What are the differences between Inbound and Global Geolink modes for geographic load balancing?
The simple answer would be that Global Geolink geographic balancing requires two VFI whereas Inbound Geolink geographic balancing only needs one.
A more detailed answer would be: Inbound Geolink geographic balancing will only balance incoming traffic for your hosted services and rely on your already existing infrastructure to replicate the content between your multiple sites. In short, the Link LBs will direct the clients queries at the right place, you have to ensure that the servers are in sync at every location.
Global Geolink geographic balancing on the other hand, can balance both incoming and outgoing traffic. Even if one site's internet access is totally down we can redirect both incoming and outgoing traffic for this site trough other locations by rerouting the traffic over the WAN links with NATTP.
How is Geolink information exchanged between sites?
Geolink info is exchanged via management ports and can be configured with multiple possible destination IPs to reach the alternate Elfiq management port. For example, first IP could use the private WAN and alternate Geolink IP (backup) use a site to site VPN to ensure Geolink is always up. If Geolink becomes unavailable, each Elfiq has default behavior for IDNS resolution for each resource record.
How are DNS records modified for geographic incoming load balancing?
You simply have to change their A record to NS record for every service you need to load balance in geographic mode. Instead of pointing to an IDNS interceptor per link in one site, the NS record will point to one interceptor IP per link for each geographic site having an Elfiq. So if you have 2 sites with 3 links per site, you have 6 IDNS interceptors (3 on each Elfiq). Because the Elfiq Link LB exchange their metrics and IDNS resources via the Geolink, each Elfiq has the geographic view of the 6 links and can process DNS requests for any of the two sites. This is the core of incoming geographic load balancing.
Global Geolink geographic mode allows redirection/encapsulation of traffic between sites using private links.
On top of geographic load balancing, you can use the Internet Service Verificators (ISV) service to poll your local services availability. If a service becomes unavailable, the ELfiq will remove it from the possible IP addresses to return via IDNS. Alternate site will also be notified via GeoLink.

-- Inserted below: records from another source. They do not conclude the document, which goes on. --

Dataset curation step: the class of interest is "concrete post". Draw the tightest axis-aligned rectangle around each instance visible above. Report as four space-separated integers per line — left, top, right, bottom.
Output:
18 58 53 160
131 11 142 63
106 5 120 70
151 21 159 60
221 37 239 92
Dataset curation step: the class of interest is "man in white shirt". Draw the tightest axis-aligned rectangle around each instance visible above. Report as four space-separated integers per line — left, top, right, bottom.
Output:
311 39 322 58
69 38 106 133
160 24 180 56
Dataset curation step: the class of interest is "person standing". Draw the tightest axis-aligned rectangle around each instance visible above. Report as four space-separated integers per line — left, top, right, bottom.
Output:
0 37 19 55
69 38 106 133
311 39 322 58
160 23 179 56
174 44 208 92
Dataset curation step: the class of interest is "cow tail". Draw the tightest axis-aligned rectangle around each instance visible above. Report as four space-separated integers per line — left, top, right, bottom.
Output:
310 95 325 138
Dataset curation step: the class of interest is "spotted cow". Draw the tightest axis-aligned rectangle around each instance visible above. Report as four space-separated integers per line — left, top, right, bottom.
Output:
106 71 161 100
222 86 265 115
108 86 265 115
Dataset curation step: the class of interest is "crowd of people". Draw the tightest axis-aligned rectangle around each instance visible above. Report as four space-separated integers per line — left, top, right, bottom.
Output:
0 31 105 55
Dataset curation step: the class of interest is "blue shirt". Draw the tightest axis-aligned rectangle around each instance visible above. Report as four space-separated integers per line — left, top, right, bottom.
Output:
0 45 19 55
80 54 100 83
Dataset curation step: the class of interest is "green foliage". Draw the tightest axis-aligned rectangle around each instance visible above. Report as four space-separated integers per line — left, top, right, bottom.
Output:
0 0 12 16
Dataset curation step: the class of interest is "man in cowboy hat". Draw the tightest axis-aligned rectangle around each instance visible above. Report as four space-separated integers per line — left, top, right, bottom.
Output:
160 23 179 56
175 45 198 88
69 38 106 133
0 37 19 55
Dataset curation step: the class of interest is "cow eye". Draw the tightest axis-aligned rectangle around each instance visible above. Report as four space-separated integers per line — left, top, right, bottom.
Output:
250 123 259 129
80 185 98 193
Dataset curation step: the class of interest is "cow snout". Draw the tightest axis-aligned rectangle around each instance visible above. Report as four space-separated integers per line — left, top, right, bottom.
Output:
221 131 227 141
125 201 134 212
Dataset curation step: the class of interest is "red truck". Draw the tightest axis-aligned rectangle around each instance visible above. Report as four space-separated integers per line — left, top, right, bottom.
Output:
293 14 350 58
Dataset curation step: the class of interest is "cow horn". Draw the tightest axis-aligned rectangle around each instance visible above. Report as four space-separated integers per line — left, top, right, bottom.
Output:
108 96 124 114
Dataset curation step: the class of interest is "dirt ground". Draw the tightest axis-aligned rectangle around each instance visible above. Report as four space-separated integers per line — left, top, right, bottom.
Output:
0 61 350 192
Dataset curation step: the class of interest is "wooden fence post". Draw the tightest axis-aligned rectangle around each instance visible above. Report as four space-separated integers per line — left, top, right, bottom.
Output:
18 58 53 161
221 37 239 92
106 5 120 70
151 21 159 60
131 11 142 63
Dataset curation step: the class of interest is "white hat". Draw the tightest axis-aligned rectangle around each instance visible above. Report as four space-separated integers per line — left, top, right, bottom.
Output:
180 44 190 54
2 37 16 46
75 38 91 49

I set my IDNS RR entry with the WFA algorithm. I expected the Link LB to do round-robin when the weight is the same, however, I am always getting the same IP.
The IDNS RR WFA algorithm uses the GMAC weight as its first metric. If two choices or more have the same weight value then the Link LB will choose the resource (or IP) that currently has the lowest "Hit Count" (seen as "HC" in the "sh idns rr" output). If one link has been down for a given period of time then the Hit Counts associated with that link will stop to increment while the remaining links will pick up the traffic. When the downed link is re-enabled, the hit-counts for this resource will be significantly lower than the others. The Link LB will then use solely this resource until the Hit Counts have equalized with the other records. In effect this can give the impression that load balancing is not behaving as it should. Once Hit count have been equalized, round-robin load balancing will resume between IPs that share the same weight.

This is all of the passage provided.